Que se cache derrière un titre aussi mystérieux ? Vous aussi ça vous fait tiquer j'imagine, Evy qui aime un film qui n'est pas pervers, et puis quoi encore, le mec aurait aussi des goûts musicaux géniaux ? Ah, ça passe crème dans les dîners mondains, de dire qu'on écoute Alizée à fond dans sa voiture. Grande Evy. Gloire à lui et à sa culture qui transcende les époques. Bon de toute manière je ne vais pas dans es dîners mondains mais c'est dans l'absolu. Après j'avoue, si Alizée était cul-de-jatte ses disques je m'en sers comme papier toilette on ne va pas se mentir.
Rosemary's Baby, je me disais : Roman Polanski, le mec qui drogue les jeunes filles pour les violer. C'est plus fort que moi. Je me suis dit ça l'autre jour en regardant Le Pianiste. Comment un mec avec autant de sensibilité, autant d'explosions de vie et de ressentis en lui peut commettre un tel acte ? C'est complètement antinomique. Là tout de suite je ne me rappelle plus de la définition de ce mot mais ça me paraît tomber sous le sens. Je suis trop con car au lieu de penser à sa vaste et fabuleuse filmographie, je pense à ça. Il faut toujours séparer les hobbies et le travail quand on s'attaque à un cinéaste, écrivain, ou à Yann Moix.
Rosemary's Baby c'est quoi ? C'est le trip complètement démentiel d'une future maman qui croit que le monde qui l'entoure fait partie d'une espèce de gigantesque secte. Elle est possédée par des fulgurances morbides, un peu comme une Adjani dans Je ne sais plus quoi. Oui c'est la première critique où on ne va pas vérifier sur google pour la critique. Ce qui est incroyable avec ce film, c'est la capacité de Polanski (qui n'est donc pas qu'un pharmacien fournissant du ghb) à ne faire qu'un entre l'audience qui regarde son film et l'héroïne, interprétée très brillamment par la toute choupie Mia Farrow. On ne sait jamais sur quel pied danser, l'illusion est torride, parfois flétrie tellement les ficelles semblent grosses, on ne devine jamais si elle est folle ou si elle est vraiment victime d'une conspiration. Il y a du Lynch dans la manière d'aborder la folie passive, la lenteur des bizarreries ou les personnages énigmatiques entre la vie et la mort comme la vieille pie. Ou alors il y a du Polanski chez Lynch ? Je ne sais pas moi je découvre à peine le cinéma, là je vais me mater un petit Turf avant d'aller dormir et c'est marre.

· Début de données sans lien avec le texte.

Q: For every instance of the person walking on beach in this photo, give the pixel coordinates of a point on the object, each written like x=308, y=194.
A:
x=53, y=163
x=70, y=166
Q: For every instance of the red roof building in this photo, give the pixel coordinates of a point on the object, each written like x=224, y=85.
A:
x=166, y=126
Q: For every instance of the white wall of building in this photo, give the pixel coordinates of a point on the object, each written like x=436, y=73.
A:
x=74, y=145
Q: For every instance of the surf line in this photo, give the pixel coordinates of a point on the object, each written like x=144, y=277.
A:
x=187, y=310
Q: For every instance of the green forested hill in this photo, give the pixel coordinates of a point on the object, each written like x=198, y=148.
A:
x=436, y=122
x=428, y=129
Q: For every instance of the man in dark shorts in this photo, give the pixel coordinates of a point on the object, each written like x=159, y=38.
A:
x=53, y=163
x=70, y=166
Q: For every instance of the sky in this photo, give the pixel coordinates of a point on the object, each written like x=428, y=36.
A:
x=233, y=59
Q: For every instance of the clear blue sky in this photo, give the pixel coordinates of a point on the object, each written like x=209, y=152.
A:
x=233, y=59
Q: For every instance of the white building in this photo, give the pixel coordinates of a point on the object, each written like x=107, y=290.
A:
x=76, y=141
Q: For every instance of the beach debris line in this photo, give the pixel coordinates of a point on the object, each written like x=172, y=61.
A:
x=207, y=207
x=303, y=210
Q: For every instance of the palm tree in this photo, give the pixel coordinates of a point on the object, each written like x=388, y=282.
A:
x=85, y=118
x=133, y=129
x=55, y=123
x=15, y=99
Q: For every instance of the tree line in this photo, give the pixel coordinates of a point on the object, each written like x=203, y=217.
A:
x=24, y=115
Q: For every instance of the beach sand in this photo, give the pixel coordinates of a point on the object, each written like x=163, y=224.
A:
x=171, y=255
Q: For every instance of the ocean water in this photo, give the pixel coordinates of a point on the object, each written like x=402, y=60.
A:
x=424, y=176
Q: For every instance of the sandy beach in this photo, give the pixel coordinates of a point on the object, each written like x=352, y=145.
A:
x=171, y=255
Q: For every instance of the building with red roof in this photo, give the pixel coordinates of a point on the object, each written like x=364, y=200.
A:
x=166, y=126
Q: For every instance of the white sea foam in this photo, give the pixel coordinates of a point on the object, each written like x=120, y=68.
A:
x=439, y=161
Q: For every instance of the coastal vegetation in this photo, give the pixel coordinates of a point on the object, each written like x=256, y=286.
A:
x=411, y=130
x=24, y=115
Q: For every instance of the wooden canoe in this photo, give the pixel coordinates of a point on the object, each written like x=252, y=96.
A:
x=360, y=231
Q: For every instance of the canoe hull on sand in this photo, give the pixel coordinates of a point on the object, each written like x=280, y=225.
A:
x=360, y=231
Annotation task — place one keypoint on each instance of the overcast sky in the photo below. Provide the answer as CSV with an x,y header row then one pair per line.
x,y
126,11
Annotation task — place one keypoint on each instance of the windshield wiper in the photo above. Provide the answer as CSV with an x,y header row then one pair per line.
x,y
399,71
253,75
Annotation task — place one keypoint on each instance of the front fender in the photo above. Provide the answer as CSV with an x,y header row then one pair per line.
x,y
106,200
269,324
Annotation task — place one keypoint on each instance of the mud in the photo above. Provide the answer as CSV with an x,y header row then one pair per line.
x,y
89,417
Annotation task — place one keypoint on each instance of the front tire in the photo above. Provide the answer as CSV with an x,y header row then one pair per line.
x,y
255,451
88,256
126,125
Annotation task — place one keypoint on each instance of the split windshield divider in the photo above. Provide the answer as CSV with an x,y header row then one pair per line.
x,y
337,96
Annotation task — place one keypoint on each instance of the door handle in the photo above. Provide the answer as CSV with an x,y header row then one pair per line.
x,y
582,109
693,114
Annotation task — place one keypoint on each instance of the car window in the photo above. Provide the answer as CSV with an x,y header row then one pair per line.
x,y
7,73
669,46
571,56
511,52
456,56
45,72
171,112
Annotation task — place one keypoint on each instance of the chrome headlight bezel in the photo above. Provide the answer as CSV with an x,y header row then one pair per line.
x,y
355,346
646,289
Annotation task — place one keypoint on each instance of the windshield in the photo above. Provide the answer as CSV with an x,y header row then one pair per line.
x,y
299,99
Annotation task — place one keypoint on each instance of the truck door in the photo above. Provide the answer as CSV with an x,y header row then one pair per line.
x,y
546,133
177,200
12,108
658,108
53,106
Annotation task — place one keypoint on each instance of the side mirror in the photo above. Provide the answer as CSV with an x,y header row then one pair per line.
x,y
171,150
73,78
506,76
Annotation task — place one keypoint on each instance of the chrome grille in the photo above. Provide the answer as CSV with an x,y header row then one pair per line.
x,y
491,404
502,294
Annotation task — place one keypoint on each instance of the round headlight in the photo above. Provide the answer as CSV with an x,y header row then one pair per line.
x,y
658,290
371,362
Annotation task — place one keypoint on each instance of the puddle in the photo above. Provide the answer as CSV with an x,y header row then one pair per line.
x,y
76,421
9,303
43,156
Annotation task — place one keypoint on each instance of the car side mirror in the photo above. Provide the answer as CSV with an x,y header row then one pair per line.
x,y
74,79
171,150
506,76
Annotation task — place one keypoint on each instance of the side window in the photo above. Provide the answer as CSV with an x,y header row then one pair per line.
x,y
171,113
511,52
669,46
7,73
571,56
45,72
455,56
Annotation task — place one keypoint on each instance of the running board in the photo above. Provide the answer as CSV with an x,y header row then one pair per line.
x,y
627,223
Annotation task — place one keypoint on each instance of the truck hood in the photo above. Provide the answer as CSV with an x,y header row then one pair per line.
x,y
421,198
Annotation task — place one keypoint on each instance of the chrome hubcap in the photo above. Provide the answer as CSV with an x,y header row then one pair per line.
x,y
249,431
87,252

Le dossier a plus de quarante ans et il n'a pas pris une seule petite ride. L'atmosphère est étouffante, impalpable, complètement asphyxiante, on se sent oppressé de plus en plus, une sorte de Shining à la sauce Poe où tous les délires se réunissent dans une fin tragique et sans fuite, où le bustier est bien trop serré pour le contenir, il faut le faire exploser. Personne ne sait si ce bébé existe. Si cette mascarade est réelle. Et si le réalisateur ne le savait pas non plus ?...
Rosemary's Baby est l'écho parfait de la fracture du couple et de ses idéaux post-mariage à l'époque. C'est le reflet d'une confiance aveugle ou, au contraire, trop éclairée. C'est la volonté de ne pas déconsidérer la vie que l'on donne et que l'on créé, de la préserver, d'offrir un cadre idéal et sain à notre progéniture. Une profonde remise en question de notre jeunesse défleurie et désenchantée qui ne jure que par les anges de la télé-réalité. Et faire une critique de nrj12 quarante ans auparavant, quand ça n'existait pas, ça c'est beau putain.
Alors oui, ce film ne comporte finalement pas de scènes érotiques ni de bombasses à se mettre sous la dent. Une scène peut-être, avec une poitrine apparente, mais rien de plus. Est-ce si grave quand le film est un tel monument de terreur, de sa bande-son qui distille le malaise petit à petit jusqu'au moindre mouvement flasque et morbide de caméra ? Ca n'a aucune importance. Durant ce film, je me suis senti homosexuel, bisexuel, asexuel. J'ai oublié l'espace de quelques secondes la beauté de la femme pour me réfugier dans la beauté d'une mise en scène de génie, car c'est ce qu'est Polanski. Alors oui, quand Deneuve dans Belle de jour joue une prostituée, c'est 10 coeur, mais Rosemary's Baby est la preuve qu'il peut exister un cinéma sans sexe. Un cinéma intemporel. Le cinéma.